L’instant, avec K., durait, se renouvelait, je n’aimais pas ce jour, la forme de mon corps, j’éprouvais envers lui une distance insupportable, le désir naissait, malgré tout, à l’intérieur de mes membres, et nous nous embrassâmes d’un doux, bon, profond baiser, ceux qui sentent la fontaine, la cascade, un peu la forêt après le passage des loups et qui abandonnent une goutte de peur et une mèche brutale.

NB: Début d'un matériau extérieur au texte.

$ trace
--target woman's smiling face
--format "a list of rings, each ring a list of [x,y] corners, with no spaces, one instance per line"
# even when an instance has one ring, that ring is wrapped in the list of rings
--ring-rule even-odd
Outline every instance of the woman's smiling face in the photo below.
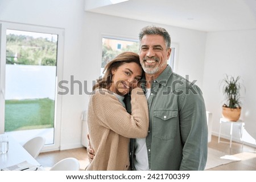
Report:
[[[142,69],[135,62],[125,63],[113,70],[112,74],[110,91],[124,95],[137,87],[138,82],[141,79]]]

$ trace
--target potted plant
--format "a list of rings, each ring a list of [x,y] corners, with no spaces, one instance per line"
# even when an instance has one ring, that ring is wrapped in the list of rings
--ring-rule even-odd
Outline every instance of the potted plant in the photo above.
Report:
[[[222,81],[222,91],[226,100],[222,105],[222,117],[228,121],[237,121],[241,115],[240,77],[226,75]]]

Il y avait ce côté, quand, ouvrant les yeux, au milieu du baiser, je la voyais elle, son visage au-dessus du mien, les yeux grands ouverts, scrutant, je me demandais qui voyait, alors, le mieux, celui qui, les paupières closes engendrent à l’infini le moment ou qui, prudente ou surprise, le regarde en train de se faire.
Temps suspends ton vol, je dis, ce moment si répété dans sa grâce, c’est par la découverte, lointaine, de son corps, ses hanches contre la main, une apparition, toujours d’une autre forme - belle, charmante - hors de la vision, de ce sens si fortement gaspillé, usagé à l’infini, dans la main qui serre et entoure, la pression plus ou moins forte à la taille, cette apparition, plus encore que par les mots.